These digital natives unsurprisingly spend the most time of any cohort in front of screens, they are hyper engaged on TikTok mostly, comprising 60% of the billion+ users on the shortform video platform.

There is a mostly despairing narrative implicit in most mainstream media despatches on this Gen Zs, e.g. doomscrolling young pessimists who lack a sense of civic duty and all that ‘boomer jazz’.

Through the prism of women’s sport nothing could be further from the truth, as we enter the new audience era.

Generation Z are people born between 1996 and 2010, their identity does not just comprise digital interactions but also manifests in visceral, physical live event experiences.

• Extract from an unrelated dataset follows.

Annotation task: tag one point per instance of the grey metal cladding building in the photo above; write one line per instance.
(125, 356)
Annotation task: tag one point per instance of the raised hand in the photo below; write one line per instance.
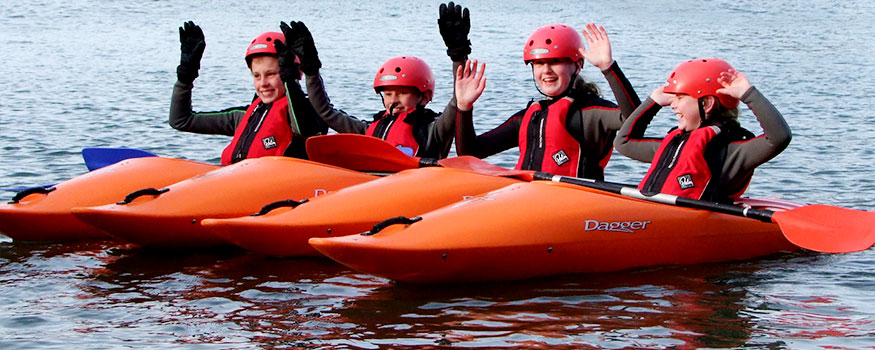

From Brit Pop to Billie Eilish, these people certainly know how to party in the real world and not in some imagined metaversial dystopia that the Daily Telegraph might dream up.

There is a brilliant dispatch by Media Monks on the Women’s World Cup and Gen Z audiences, delivered shortly after last year’s global summer tournament.

Drawing on Brandwatch consumer research data she forcefully makes the point that rather than being sports agnostic, 43% of 16 – 24-year-olds actively engage with sports content on YouTube compared to 30% of them following the action on linear TV.

On top of that there is a mind-blowing 74% of older Gen Zs (born after 2003) who expressed an active interest to participate in fan celebrations within a public, curated setting e.g. fanzones, stadia, pubs and clubs.

The positives of this bunch’s contribution to fan engagement is sophisticated and prolific.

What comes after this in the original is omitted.